I’ve been stuck for about a month now. Plenty of reasons, I don’t care to make excuses. I’m persevering, still plugging away at the gym despite feeling deeply discouraged. There are changes, I saw a picture of myself yesterday that was taken this past weekend, and I was shocked by my appearance in a positive way. Even as I stood there smiling for the camera, I was aware of the way my clothes were sitting, even pulling at my shirt hem in between shots. Apparently there was nothing to worry about, so that’s reassuring. I looked good.
I spoke with the dietician at my gym last week and will be getting a little extra guidance from her going forward. I really do believe that food may be the greater issue. I can deal with the required exercise, but staying on track with my eating is much more difficult.
We discussed my use of the phrase ‘lack of willpower’. She was adamantly against it, saying that willpower has nothing to do with it; it’s all about the circumstances in which you live in, what foods you have in your environment. I don’t mind being given that excuse, that if it’s there, you’ll eat it, willpower be damned. It’s just a matter of having good-for-you alternatives available when the mood strikes. Right? We will see.

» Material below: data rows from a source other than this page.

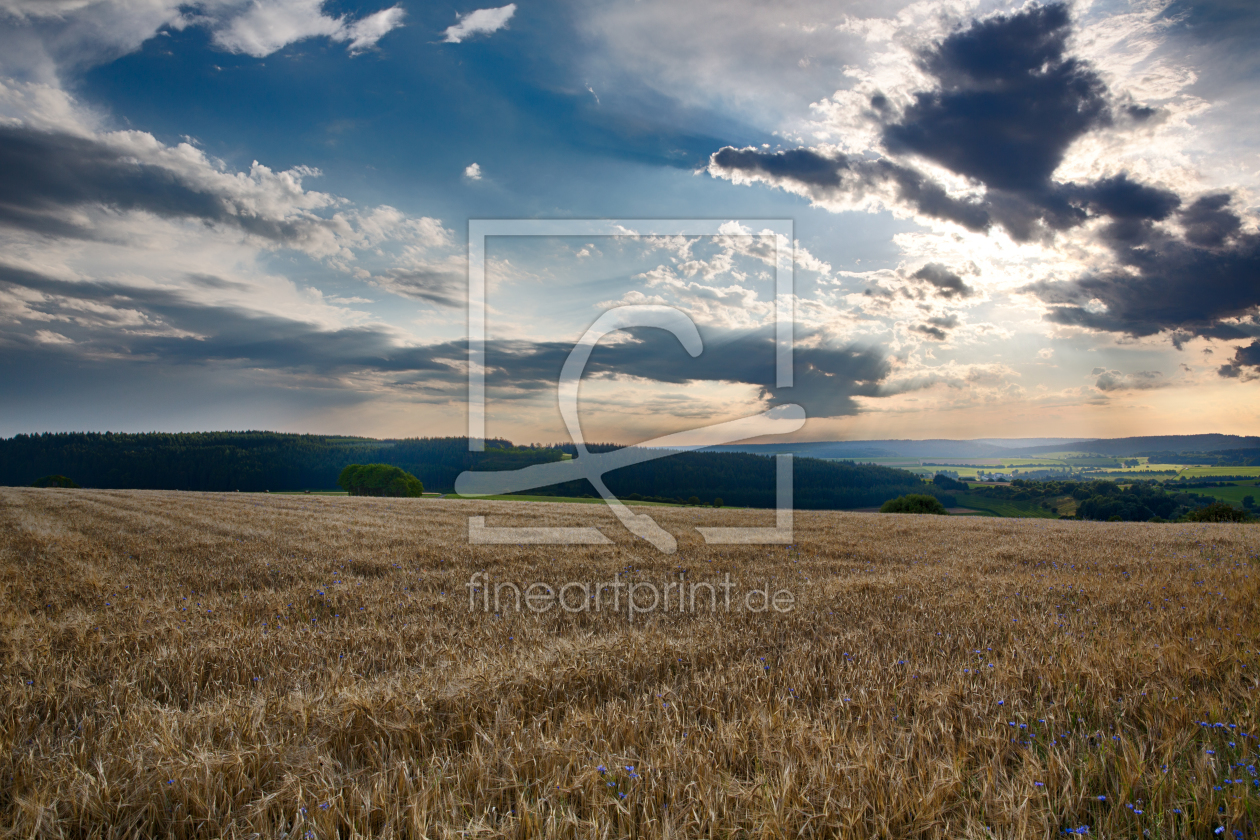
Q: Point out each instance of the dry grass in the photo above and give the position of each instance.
(325, 678)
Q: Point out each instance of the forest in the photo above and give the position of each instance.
(257, 461)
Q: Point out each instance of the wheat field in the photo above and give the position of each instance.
(204, 665)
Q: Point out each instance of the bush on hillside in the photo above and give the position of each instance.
(378, 480)
(1219, 511)
(914, 504)
(54, 481)
(946, 482)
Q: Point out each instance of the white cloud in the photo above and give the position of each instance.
(483, 22)
(266, 27)
(48, 336)
(366, 33)
(56, 35)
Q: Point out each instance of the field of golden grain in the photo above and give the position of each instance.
(199, 665)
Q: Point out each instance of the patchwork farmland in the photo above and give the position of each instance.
(203, 665)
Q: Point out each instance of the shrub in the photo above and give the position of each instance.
(54, 481)
(946, 482)
(1219, 511)
(914, 503)
(378, 480)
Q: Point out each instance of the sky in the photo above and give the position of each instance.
(1032, 219)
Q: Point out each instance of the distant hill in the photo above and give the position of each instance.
(1162, 443)
(999, 447)
(895, 448)
(253, 461)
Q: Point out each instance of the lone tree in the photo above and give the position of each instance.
(378, 480)
(54, 481)
(915, 503)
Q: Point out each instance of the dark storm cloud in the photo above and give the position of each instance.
(945, 281)
(44, 174)
(827, 379)
(1168, 283)
(436, 283)
(1008, 101)
(1208, 221)
(1008, 105)
(836, 175)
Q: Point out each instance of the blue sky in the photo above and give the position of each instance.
(1011, 219)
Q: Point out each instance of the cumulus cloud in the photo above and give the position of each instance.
(1202, 285)
(267, 25)
(1244, 358)
(76, 185)
(76, 33)
(982, 145)
(944, 281)
(483, 22)
(1111, 380)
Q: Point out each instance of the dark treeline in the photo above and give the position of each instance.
(749, 481)
(247, 461)
(255, 461)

Even though my flabby arms are an unavoidable side-effect of getting thinner, I am getting some muscle tone which is kind of neat. I really enjoy the weight machines, but I don’t think I’ll be going muscle crazy any time soon (unless it gets rid of the dreaded flabby arms, hmmm!).
I still struggle with my judgemental side. I find myself glaring at thin and fat people alike, thin people because it infuriates me that they are at the gym, and fat people for a multitude of reasons. It’s as if their appearance reflects on mine, the idea that if they are fat they must be lazy, ill-educated, unintelligent. It bothers me that I think this way about other people, it pains me to think that others might think that way about me.
On the positive side of things, I’ve managed to mostly silence my inner critic; I can quickly shut down harsh criticism and instead treat myself with kindness. It’s nice to not be constantly followed around by that bully any more.
It’s easy to look at the amount of time that has passed (four whole months) and be discouraged that I’m not as far along as I thought I would be at this point. But there are significant changes. I’m much stronger than I used to be, I find some things easy that used to be very difficult. I’ve dropped two clothes sizes. That is quite significant.